MEHRO has extensive experience in narrowing the gap between communities and state. Our focus is to strengthen and encourage women to participate and engage in peace building and conflict resolution processes at the policy and grassroots levels.
The peace process in Afghanistan still has a long way to go and many dialogues need to be led before it is reached. Afghanistan, due to its geo-political strategic position in central Asia was always fought over and conflict is not something new to this country. At the present time, various conflicts exist on different levels. The presence of foreign troops gives the country’s inhabitants feeling of military occupation and, on the other hand, we can hear daily about clashes between Afghan forces and informal non-state groups.

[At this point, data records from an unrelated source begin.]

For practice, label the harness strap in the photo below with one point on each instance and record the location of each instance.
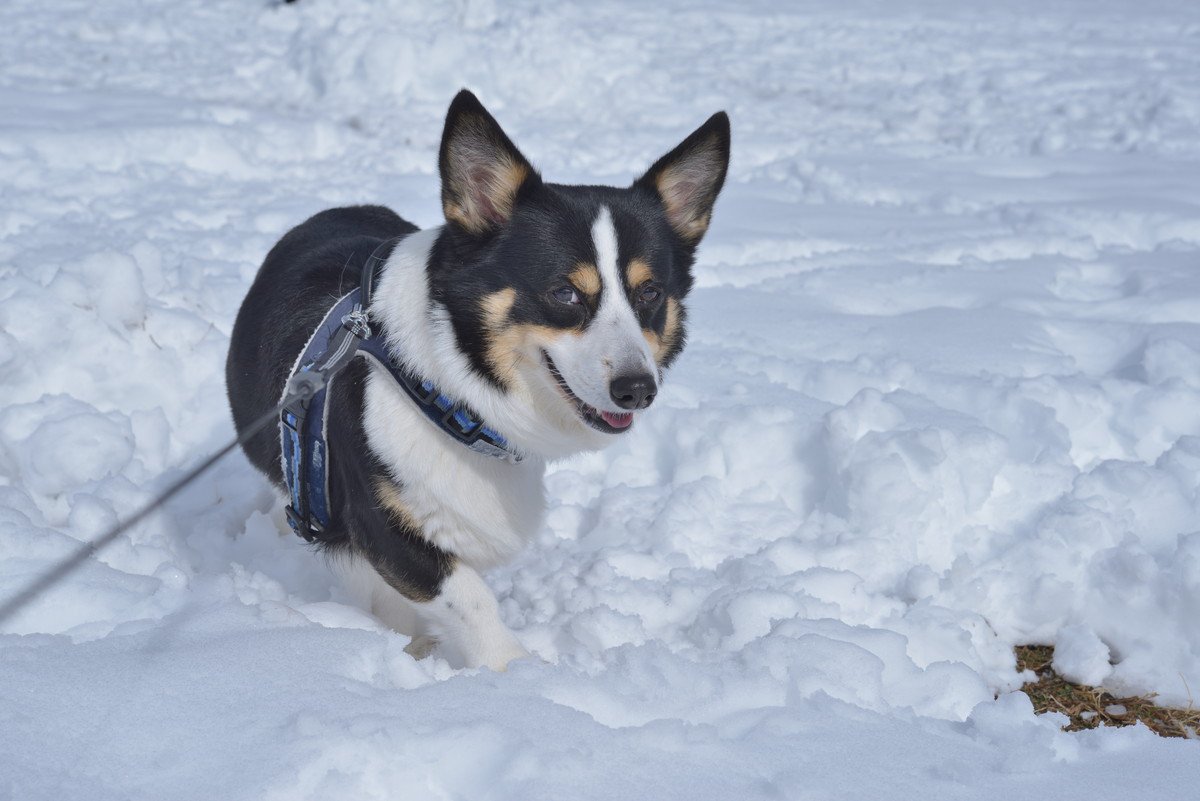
(343, 335)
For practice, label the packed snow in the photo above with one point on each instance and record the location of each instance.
(941, 398)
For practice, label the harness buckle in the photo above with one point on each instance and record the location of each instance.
(309, 530)
(467, 433)
(358, 323)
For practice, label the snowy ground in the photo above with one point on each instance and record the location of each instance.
(942, 397)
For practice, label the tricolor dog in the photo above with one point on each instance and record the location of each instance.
(537, 323)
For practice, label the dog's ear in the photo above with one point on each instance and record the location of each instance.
(481, 169)
(689, 178)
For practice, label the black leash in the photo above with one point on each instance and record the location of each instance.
(298, 391)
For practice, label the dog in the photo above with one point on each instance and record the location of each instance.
(551, 312)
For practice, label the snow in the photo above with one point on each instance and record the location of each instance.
(940, 398)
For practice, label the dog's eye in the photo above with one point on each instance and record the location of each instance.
(567, 295)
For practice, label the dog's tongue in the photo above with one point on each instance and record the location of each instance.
(618, 421)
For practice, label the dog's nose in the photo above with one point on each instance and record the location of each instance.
(634, 391)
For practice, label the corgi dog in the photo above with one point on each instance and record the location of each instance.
(546, 314)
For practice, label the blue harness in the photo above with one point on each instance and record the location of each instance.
(343, 335)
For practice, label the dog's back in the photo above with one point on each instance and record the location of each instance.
(315, 263)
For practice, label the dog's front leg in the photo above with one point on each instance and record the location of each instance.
(466, 620)
(450, 600)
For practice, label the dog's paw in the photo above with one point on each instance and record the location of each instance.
(420, 646)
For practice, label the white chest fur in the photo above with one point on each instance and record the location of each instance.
(480, 509)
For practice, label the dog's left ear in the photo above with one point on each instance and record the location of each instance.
(690, 176)
(483, 172)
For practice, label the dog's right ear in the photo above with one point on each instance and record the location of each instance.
(481, 169)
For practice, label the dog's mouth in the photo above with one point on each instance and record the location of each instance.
(610, 422)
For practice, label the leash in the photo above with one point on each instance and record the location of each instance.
(300, 387)
(345, 335)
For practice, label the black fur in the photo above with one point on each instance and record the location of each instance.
(509, 229)
(313, 265)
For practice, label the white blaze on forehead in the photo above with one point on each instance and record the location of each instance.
(616, 323)
(612, 344)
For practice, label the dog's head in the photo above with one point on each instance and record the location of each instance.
(569, 299)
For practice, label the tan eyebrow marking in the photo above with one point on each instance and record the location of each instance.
(586, 278)
(509, 342)
(637, 273)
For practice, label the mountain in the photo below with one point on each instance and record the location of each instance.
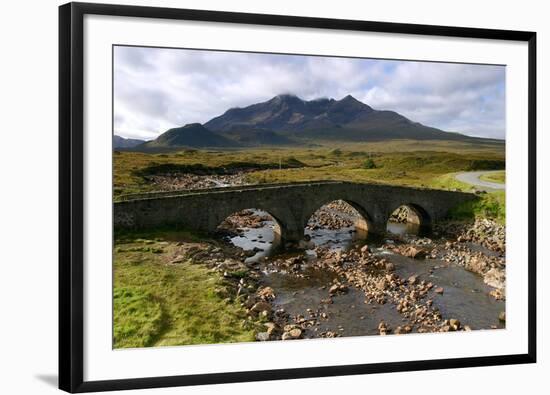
(192, 135)
(347, 119)
(121, 142)
(289, 120)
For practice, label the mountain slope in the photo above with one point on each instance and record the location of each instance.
(289, 120)
(193, 135)
(347, 119)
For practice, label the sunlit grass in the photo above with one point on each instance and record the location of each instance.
(157, 303)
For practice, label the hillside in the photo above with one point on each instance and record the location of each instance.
(287, 120)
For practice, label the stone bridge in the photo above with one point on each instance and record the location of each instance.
(291, 205)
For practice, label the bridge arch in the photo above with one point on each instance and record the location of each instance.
(250, 217)
(360, 217)
(414, 216)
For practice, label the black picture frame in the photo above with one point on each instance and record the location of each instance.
(71, 223)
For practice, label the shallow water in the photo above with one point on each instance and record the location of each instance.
(465, 294)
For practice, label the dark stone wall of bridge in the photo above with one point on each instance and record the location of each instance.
(291, 205)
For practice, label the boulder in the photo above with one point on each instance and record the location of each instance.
(260, 307)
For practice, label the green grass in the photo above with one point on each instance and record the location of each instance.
(138, 317)
(498, 177)
(489, 205)
(158, 303)
(400, 162)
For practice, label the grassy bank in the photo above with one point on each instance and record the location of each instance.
(498, 177)
(164, 297)
(489, 205)
(400, 162)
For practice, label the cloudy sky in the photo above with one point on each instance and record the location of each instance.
(157, 89)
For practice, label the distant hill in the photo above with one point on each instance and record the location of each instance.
(289, 120)
(121, 142)
(327, 119)
(192, 135)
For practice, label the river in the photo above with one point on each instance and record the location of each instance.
(465, 298)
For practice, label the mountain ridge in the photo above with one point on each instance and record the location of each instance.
(289, 120)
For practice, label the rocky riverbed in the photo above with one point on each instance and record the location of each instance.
(401, 284)
(179, 181)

Apart from large-scale conflicts, there are conflicts at a micro level that can easily be overseen next to bigger events that take place in the country. That is, small-scale conflicts exist in Afghanistan among ethnic groups, neighbor villages and behind closed doors, family conflicts take place. MEHRO believes that Afghan people have a recourse to violence way too often and without thinking twice, while resolving these conflicts through peaceful means is possible. We believe that teaching Afghan people to resolve small-scale conflicts will have a positive impact in the process of bringing an end to nation-wide conflicts.

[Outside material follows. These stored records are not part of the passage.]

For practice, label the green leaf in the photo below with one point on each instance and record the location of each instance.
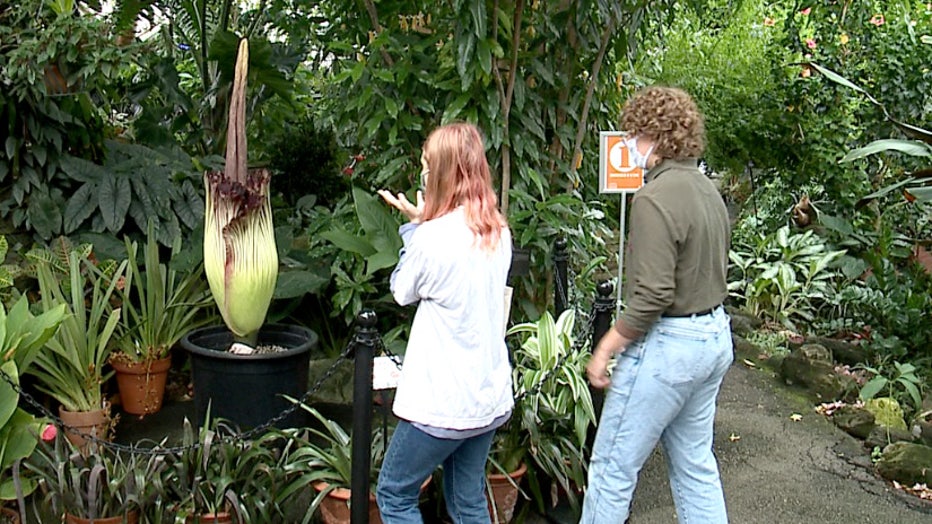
(298, 283)
(81, 206)
(922, 194)
(10, 147)
(45, 216)
(873, 386)
(115, 197)
(348, 241)
(9, 398)
(453, 110)
(838, 79)
(484, 52)
(910, 147)
(464, 51)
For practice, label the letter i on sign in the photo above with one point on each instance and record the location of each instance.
(616, 172)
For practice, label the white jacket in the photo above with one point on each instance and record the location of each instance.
(456, 372)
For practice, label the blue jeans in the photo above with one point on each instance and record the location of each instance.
(413, 455)
(663, 389)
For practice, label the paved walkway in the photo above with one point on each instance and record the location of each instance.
(779, 471)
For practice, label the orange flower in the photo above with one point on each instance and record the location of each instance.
(49, 433)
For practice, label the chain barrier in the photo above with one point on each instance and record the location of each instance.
(380, 347)
(174, 450)
(578, 343)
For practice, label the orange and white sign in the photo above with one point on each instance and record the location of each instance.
(616, 172)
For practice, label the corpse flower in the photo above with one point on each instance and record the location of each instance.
(240, 257)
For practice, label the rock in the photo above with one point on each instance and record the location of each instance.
(743, 347)
(887, 412)
(811, 366)
(925, 431)
(741, 323)
(855, 421)
(843, 351)
(906, 463)
(882, 436)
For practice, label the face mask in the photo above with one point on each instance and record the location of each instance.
(636, 157)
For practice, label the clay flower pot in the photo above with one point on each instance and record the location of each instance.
(131, 518)
(79, 423)
(505, 494)
(209, 518)
(142, 384)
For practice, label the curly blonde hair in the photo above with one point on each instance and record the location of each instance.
(670, 118)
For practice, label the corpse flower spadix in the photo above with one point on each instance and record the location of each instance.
(240, 257)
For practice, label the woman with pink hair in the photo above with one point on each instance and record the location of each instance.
(455, 387)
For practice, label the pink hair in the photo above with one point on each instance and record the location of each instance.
(459, 176)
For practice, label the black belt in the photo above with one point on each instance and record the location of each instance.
(698, 313)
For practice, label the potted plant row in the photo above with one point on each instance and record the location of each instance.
(21, 335)
(103, 487)
(160, 305)
(71, 368)
(322, 459)
(546, 434)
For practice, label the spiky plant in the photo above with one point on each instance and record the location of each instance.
(240, 257)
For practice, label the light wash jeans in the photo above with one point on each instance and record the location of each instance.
(413, 455)
(663, 388)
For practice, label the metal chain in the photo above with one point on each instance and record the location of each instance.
(177, 449)
(578, 343)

……. On this subject MEHRO has led workshops and trainings in several provinces of Afghanistan that involved women, men, youth and community and religious leaders. It helped strengthen dipute resolution mechanisms and bodies and held series of conflict resolution jirgas.* Since MEHRO realized that the local conflicts in question resulted from the people not having trust in local authorities in dispute resolution and thus taking the matters in their own hands, it organized meetings between the local leaders and the Government of Afghanistan in order to find a solution and increase Afghan government’s legitimacy in these provinces.
*Jirga: traditional assembly of leaders that make decisions by consensus. It predates modern-day written or fixed-laws and is conducted to settle disputes among the Pashtun people.